The accepted formats are listed in the upload area on the tool itself. If your input is in a format that is not directly supported, convert it first using one of Favtoo's converter tools — every Favtoo converter outputs a file that is a clean input to the next tool in the chain.

Does Recipe Scaler require a browser extension or plug-in?

No installation is needed. Recipe Scaler runs as a normal web page, with no browser extension, no native helper, and no separate desktop client to download. That is partly a privacy choice — extensions can request broad permissions, while a regular page is sandboxed by default — and partly a convenience one: you can use Recipe Scaler on any computer you have temporary access to without leaving anything installed on it.

Are jobs run with Recipe Scaler stored anywhere?

Favtoo keeps no copy of your file because Favtoo never receives your file. Recipe Scaler runs entirely in your browser, the input is held only in your tab's memory, and closing the tab discards it. There is no opt-in cloud history, no "recent jobs" panel synced to an account, and no server-side retention to configure — the architecture simply has nowhere for your file to be stored.

Does Recipe Scaler reduce quality of the result?

Recipe Scaler is built to preserve quality wherever the underlying calculator format allows it. Operations that are mathematically lossless (e.g. structural transformations, lossless re-encoding) round-trip with no perceptible change. Operations that involve a lossy codec inevitably introduce small artefacts at the byte level, but the defaults aim at the sweet spot where output looks or sounds the same to a normal viewer or listener while still being meaningfully smaller or faster than the input.

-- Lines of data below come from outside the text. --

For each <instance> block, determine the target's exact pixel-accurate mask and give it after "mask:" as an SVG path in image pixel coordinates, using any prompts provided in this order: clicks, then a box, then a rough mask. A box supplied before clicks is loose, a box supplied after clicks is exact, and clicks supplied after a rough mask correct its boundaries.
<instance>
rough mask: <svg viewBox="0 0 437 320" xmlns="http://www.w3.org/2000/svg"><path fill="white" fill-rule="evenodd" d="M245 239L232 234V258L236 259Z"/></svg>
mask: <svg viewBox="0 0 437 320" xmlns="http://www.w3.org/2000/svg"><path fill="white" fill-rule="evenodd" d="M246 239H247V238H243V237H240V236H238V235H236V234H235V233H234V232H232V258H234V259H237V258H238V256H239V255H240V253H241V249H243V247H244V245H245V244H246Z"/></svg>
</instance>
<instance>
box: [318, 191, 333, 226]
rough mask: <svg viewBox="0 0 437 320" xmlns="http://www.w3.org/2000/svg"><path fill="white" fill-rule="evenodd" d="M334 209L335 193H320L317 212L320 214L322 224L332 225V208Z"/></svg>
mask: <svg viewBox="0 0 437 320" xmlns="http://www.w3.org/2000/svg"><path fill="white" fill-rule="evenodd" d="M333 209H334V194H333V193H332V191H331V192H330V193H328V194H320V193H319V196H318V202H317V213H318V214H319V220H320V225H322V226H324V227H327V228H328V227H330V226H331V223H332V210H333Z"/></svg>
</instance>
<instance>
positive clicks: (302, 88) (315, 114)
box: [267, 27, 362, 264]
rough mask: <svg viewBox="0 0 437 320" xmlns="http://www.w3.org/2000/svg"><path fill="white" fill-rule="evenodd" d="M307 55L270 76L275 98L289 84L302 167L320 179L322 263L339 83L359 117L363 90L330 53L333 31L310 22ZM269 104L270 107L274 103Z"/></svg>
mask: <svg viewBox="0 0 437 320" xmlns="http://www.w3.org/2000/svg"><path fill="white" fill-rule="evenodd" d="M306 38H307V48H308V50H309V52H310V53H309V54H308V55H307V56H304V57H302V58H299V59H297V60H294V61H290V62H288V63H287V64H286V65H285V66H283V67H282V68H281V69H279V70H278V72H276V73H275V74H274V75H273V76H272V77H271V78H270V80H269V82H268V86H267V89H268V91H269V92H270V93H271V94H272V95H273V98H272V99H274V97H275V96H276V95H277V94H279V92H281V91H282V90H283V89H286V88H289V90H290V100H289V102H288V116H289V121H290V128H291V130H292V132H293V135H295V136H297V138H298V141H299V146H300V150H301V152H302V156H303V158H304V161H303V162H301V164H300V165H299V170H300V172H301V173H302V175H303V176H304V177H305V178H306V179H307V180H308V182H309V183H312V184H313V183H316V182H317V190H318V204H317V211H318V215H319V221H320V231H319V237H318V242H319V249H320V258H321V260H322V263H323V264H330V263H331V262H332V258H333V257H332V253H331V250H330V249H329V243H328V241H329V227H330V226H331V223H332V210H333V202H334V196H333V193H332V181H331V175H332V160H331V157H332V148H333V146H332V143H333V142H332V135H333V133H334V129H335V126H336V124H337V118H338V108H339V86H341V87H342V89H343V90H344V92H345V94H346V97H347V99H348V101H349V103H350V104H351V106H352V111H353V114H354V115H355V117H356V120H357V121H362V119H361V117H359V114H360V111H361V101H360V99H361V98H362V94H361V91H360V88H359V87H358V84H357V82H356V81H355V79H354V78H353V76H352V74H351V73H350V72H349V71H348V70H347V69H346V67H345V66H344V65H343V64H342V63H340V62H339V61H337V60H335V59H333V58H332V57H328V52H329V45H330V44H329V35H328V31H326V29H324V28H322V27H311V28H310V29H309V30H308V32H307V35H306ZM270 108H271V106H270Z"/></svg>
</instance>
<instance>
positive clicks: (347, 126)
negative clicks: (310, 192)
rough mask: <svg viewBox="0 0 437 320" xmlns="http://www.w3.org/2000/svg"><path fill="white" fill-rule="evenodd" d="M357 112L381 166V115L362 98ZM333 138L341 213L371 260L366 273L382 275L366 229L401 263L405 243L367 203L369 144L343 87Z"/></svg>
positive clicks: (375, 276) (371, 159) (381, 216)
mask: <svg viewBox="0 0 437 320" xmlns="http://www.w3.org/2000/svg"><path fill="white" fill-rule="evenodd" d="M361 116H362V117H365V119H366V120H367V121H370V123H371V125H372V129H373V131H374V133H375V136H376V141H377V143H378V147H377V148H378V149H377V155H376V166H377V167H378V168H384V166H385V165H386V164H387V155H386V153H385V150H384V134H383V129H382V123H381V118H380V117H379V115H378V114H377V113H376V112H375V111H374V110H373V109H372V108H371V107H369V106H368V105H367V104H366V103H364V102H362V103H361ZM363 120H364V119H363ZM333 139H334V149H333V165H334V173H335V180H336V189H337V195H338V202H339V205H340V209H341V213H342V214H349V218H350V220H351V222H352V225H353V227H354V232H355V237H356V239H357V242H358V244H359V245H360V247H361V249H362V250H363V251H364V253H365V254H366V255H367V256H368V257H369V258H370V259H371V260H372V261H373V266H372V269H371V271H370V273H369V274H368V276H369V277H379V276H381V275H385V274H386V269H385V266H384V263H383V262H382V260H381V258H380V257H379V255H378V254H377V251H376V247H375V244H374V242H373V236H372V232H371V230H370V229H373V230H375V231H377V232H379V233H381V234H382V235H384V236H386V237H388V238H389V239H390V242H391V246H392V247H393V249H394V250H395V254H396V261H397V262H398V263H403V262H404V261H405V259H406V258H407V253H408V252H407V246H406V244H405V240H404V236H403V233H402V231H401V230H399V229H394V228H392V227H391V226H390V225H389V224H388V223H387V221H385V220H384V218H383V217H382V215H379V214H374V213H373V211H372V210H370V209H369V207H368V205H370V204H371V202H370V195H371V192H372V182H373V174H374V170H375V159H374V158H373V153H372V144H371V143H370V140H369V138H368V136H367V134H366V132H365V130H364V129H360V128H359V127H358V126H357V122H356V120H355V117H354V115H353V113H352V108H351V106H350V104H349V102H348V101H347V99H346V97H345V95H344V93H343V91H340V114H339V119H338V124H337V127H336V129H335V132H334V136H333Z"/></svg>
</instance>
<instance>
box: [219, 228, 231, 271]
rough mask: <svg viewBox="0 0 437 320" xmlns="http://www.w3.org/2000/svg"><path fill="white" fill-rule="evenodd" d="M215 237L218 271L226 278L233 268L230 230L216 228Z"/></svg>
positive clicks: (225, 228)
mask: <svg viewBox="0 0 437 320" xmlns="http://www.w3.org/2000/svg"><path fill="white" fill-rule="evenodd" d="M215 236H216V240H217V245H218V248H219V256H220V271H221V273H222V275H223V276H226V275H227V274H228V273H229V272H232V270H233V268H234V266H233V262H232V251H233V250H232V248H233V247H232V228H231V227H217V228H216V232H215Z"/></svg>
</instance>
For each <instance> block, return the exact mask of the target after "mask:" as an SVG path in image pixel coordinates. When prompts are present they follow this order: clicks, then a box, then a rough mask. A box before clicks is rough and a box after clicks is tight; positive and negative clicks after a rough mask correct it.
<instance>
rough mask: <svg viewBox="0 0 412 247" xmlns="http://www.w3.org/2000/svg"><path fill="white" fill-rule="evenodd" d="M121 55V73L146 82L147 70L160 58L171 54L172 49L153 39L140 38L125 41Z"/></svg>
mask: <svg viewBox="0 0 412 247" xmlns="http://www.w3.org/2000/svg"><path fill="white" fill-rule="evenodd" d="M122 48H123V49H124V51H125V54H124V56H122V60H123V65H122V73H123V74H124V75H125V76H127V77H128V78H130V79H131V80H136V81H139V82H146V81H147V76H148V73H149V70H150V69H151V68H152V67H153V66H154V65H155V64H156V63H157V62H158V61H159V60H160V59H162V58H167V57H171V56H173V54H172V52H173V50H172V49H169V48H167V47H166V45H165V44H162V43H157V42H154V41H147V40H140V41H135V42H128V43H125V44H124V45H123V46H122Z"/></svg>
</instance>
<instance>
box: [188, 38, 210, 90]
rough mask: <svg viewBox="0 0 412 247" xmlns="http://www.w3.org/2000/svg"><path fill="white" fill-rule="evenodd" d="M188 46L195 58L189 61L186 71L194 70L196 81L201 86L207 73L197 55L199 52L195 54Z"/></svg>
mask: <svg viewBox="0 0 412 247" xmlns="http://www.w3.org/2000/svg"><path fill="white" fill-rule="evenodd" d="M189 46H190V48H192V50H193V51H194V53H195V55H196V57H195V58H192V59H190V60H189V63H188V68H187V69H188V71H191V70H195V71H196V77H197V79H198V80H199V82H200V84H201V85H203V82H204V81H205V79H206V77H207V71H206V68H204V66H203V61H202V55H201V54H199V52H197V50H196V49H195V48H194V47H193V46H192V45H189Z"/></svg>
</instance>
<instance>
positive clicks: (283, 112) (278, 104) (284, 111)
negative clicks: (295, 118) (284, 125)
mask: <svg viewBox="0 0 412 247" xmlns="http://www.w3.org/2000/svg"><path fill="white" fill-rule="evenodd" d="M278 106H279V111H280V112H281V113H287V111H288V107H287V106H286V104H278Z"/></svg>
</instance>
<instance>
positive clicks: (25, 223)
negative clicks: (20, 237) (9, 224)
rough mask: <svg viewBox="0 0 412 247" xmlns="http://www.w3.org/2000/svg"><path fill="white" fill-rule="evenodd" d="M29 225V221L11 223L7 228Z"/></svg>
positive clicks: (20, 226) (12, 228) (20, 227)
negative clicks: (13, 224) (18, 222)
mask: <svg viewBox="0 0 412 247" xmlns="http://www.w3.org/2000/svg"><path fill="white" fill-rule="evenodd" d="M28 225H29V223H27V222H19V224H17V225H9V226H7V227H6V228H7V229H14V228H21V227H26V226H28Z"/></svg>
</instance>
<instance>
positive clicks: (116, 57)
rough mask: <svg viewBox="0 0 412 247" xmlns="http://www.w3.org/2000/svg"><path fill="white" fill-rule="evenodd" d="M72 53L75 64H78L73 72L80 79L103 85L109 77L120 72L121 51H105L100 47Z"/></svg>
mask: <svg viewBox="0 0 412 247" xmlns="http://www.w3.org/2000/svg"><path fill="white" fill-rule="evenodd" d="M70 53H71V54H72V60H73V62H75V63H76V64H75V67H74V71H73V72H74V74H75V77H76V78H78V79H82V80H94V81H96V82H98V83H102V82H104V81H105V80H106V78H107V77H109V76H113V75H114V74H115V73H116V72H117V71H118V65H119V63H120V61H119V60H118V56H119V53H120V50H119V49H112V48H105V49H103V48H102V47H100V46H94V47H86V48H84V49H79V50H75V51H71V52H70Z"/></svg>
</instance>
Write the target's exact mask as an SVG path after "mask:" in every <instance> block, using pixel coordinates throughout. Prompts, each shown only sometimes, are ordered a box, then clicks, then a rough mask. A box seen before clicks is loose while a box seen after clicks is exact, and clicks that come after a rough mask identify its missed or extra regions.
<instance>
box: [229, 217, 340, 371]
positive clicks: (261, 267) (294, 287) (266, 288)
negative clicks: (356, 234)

Can Recipe Scaler run inside a corporate firewall?

Recipe Scaler is a static page running an open-source engine in your browser, so a typical corporate firewall does not get in the way as long as it allows JavaScript to load from Favtoo. For teams that need to host it themselves on an internal network, the underlying engine (standard browser APIs) is open-source and can be packaged into a private build with the same behaviour. Reach out via the Contact page if that is something you are exploring.

Does Recipe Scaler work with screen readers?

Recipe Scaler uses native HTML controls wherever possible, which means keyboard navigation, focus rings, and screen-reader labels work the way the platform expects. The drop zone accepts files via the keyboard-accessible file picker as well as drag-and-drop, and result downloads use standard browser download flows. If you spot an accessibility gap, Favtoo treats it as a bug worth fixing.

Fuel Cost Calculator

Multiply trip distance by fuel price per liter divided by kilometers per liter for total fuel cost.

MPG Calculator

Divide miles driven by gallons used to get miles per gallon.

Electricity Cost Calculator

Estimate energy cost from device watts, hours per day, billing days, and price per kilowatt-hour.

Solar Panel Count Estimator

Roughly divide monthly kWh by estimated monthly yield per panel from sun hours and panel wattage.

Download Time Calculator

Estimate transfer time from file size in megabytes and download speed in megabits per second.

File Download Time (MB or GB)

Pick MB or GB for file size and enter Mbps to estimate ideal download duration in seconds.

Bandwidth Calculator

Solve for required Mbps to move a file in megabytes within a time budget in seconds.

Screen PPI Calculator

Compute pixels per inch from horizontal and vertical resolution and diagonal size in inches.